Saturday, July 16, 2016

Academic Politics and the English Language

REFERENCE: Chronicle of Higher Education on line

Why Most Academics Will Always Be Bad Writers
No one should be surprised if much scholarly writing continues to be mediocre and confused
         By Noah Berlatsky JULY 11, 2016
                  <http://chronicle.com/article/Why-Most-Academics-Will-Always/237077>


I have some comments to throw into the conversational mix on this topic.

    * There's also a question of assignment of labor between writers and their audience. For many of us — almost all? — clear writing of anything beyond a couple pages requires at least one additional draft, sometimes after getting feedback from people other than us, readers who don't already know just what it is we want to communicate. Some writers are unwilling and/or unable to put in that extra time, and if editors let you get away with it, there's reason not to. The folklore, anyway, is that Robert A. Heinlein advised young writers of pulp fiction, "Never revise unless an editor makes you," and much of his writing indicates he followed his own advice — and in economic terms for pulp writers, and for busy academics, such advice made and still makes sense.

    * In the late 20th c., portions of the academic Left at least claimed to write clotted prose intentionally in order to slow down readers and to make their writing less "determinate" (?) — less liable to being pinned down to one meaning. Given the success of Donald J. Trump's going at indeterminacy from the simplistic side, the academic Left might come to value clarity, but as George Orwell noted, writing pretentious prose can be habit forming.

    * Academic legend (anyway) told of an experiment where two versions of the same essay were submitted to journals that claimed to insist upon clarity. One version was written for clarity, the other in convoluted jargon. The version light on jargon and strong on clarity did less well for acceptance. I believed that story since I once got back an essay with referee comments I couldn't understand. My younger co-author looked at the comments, said, "I'll stodgy it up," combined sentences and substituted some Latinate words for colloquial ones — and that version was published.


On the other hand

    * On the other hand, technical vocabularies are necessary, and academic writing should be directed toward specific and necessarily limited discourse communities.
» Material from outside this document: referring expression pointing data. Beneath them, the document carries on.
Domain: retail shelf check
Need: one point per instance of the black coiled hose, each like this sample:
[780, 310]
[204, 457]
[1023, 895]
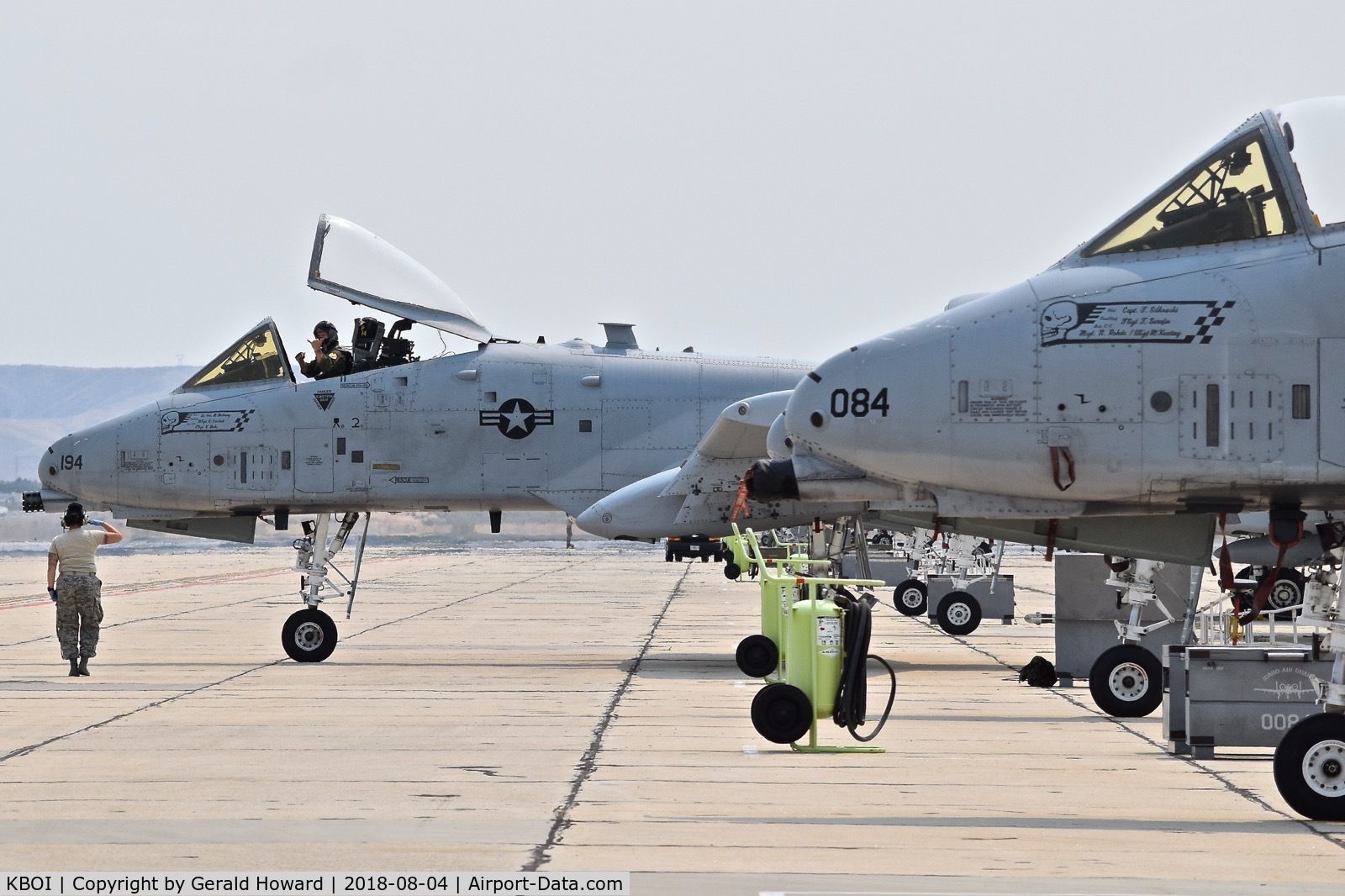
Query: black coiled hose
[852, 694]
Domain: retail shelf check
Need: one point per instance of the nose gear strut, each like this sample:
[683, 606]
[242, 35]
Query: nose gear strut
[309, 635]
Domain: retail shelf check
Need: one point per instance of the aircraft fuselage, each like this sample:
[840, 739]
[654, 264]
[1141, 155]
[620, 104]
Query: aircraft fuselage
[508, 427]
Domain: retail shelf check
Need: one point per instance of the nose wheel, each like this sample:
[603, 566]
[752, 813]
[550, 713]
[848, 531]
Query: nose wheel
[1126, 681]
[959, 614]
[911, 598]
[309, 635]
[1311, 767]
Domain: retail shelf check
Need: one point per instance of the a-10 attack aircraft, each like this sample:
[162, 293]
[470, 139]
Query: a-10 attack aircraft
[1185, 362]
[502, 425]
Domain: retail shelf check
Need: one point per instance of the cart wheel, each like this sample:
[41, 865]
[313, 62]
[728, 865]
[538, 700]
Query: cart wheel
[1311, 767]
[1126, 681]
[782, 714]
[958, 614]
[309, 635]
[911, 598]
[757, 656]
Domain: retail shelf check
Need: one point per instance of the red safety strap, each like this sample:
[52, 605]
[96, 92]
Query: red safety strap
[740, 503]
[1226, 561]
[1263, 589]
[1056, 454]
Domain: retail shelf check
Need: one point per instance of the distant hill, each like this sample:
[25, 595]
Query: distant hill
[40, 403]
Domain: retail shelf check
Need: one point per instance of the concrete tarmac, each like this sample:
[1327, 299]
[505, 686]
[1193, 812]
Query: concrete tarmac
[513, 707]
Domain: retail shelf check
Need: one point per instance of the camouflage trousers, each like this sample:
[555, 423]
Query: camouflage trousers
[78, 614]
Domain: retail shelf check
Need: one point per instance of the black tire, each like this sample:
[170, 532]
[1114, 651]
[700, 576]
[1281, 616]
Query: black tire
[309, 635]
[782, 714]
[1311, 767]
[1126, 681]
[911, 598]
[958, 614]
[757, 656]
[1286, 593]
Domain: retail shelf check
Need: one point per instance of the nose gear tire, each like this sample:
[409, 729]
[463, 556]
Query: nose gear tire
[309, 635]
[1126, 681]
[958, 614]
[911, 598]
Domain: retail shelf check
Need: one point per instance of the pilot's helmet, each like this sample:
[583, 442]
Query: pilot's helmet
[74, 515]
[326, 331]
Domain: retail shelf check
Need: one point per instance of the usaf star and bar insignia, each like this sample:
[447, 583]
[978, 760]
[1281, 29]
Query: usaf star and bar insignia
[517, 419]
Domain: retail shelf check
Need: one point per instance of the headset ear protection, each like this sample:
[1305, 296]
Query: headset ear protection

Still, jargon, like slang, helps establish and maintain virtual communities with their own social structures and hierarchies. Street signs in Boston have been said to be guided by the rule, "If you belonged here, you'd know," and a similar rule governs a fair amount of academic language. The social/political purpose of jargon and overly complex writing can be precisely to render the piece unintelligible to the uninitiated, keeping out the unworthy.

    * Most positively "on the other hand," if one really does have something new and original to say, it's likely to be difficult to communicate. On the other other hand here — bilateral symmetry being so banal — I'd say that that the difficulty of communicating something original is all the more reason to strive mightily to be clear and to get help with revising.



Most important, though, is the point of academic politics: A fair number of academics have been trained in intellectual humility and think if we don't understand something it's our own faults, and to some extent that's almost always the case. What is crucial, though, is that division and assignment of labor and the reinforcement of power relations in requiring readers to do extra work. It's a sign and exercise of power to force readers into re-reading; and it's a sign and exercise of status if editors won't require you to rewrite. And it was a beautiful if annoying irony back in the late 20th c. that a fair number of academic Leftists analyzed power trips in all sorts of areas but were utterly blind to the exercise of raw power in the prose of their own convoluted analyses.